The wireless communication module 160 may provide a solution for wireless communication applied to the electronic device 100, including Wireless Local Area Networks (WLANs), such as Wi-Fi networks, Bluetooth (BT), Global Navigation Satellite Systems (GNSS), Frequency Modulation (FM), NFC, Infrared (IR), and the like. The wireless communication module 160 may be one or more devices integrating at least one communication processing module. The wireless communication module 160 receives electromagnetic waves via the antenna 2, performs frequency modulation and filtering processing on electromagnetic wave signals, and transmits the processed signals to the processor 110. The wireless communication module 160 may also receive a signal to be transmitted from the processor 110, perform frequency modulation and amplification on the signal, and convert the signal into electromagnetic waves through the antenna 2 to radiate the electromagnetic waves.
In some embodiments, antenna 1 of electronic device 100 is coupled to mobile communication module 150 and antenna 2 is coupled to wireless communication module 160 so that electronic device 100 can communicate with networks and other devices through wireless communication techniques.

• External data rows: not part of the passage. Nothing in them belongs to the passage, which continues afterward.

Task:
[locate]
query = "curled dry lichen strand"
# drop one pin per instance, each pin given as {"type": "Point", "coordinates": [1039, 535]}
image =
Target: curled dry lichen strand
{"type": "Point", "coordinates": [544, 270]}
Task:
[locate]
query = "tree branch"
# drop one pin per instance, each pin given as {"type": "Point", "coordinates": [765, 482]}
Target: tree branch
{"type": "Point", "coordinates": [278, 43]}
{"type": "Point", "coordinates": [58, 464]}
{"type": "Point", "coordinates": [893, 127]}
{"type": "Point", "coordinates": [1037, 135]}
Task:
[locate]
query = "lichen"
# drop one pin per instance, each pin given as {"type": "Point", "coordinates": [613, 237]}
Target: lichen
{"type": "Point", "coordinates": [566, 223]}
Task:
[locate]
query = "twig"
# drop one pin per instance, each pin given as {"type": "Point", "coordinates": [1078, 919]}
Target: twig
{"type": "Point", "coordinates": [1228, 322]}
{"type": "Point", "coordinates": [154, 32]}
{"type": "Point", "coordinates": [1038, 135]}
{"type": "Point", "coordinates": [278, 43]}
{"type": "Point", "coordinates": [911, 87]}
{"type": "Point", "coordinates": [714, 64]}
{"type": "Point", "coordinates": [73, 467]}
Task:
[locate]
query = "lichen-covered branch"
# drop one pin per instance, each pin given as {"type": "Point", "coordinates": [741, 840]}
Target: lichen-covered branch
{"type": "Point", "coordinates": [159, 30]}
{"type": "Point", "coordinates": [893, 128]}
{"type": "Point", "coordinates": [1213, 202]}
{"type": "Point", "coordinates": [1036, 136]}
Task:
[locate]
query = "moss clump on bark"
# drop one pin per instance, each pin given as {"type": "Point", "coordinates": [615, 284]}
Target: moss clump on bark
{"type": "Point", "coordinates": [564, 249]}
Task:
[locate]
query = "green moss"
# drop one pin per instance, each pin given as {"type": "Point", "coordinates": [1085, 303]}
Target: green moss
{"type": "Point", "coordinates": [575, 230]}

The wireless communication technology may include global system for mobile communications (GSM), General Packet Radio Service (GPRS), code division multiple access (code division multiple access, CDMA), Wideband Code Division Multiple Access (WCDMA), time-division code division multiple access (time-division code division multiple access, TD-SCDMA), Long Term Evolution (LTE), LTE, BT, GNSS, WLAN, NFC, FM, and/or IR technologies, etc. The GNSS may include a Global Positioning System (GPS), a global navigation satellite system (GLONASS), a beidou navigation satellite system (BDS), a quasi-zenith satellite system (QZSS), and/or a Satellite Based Augmentation System (SBAS).
The electronic device 100 implements display functions via the GPU, the display screen 194, and the application processor. The GPU is a microprocessor for image processing, and is connected to the display screen 194 and an application processor. The GPU is used to perform mathematical and geometric calculations for graphics rendering. The processor 110 may include one or more GPUs that execute program instructions to generate or alter display information.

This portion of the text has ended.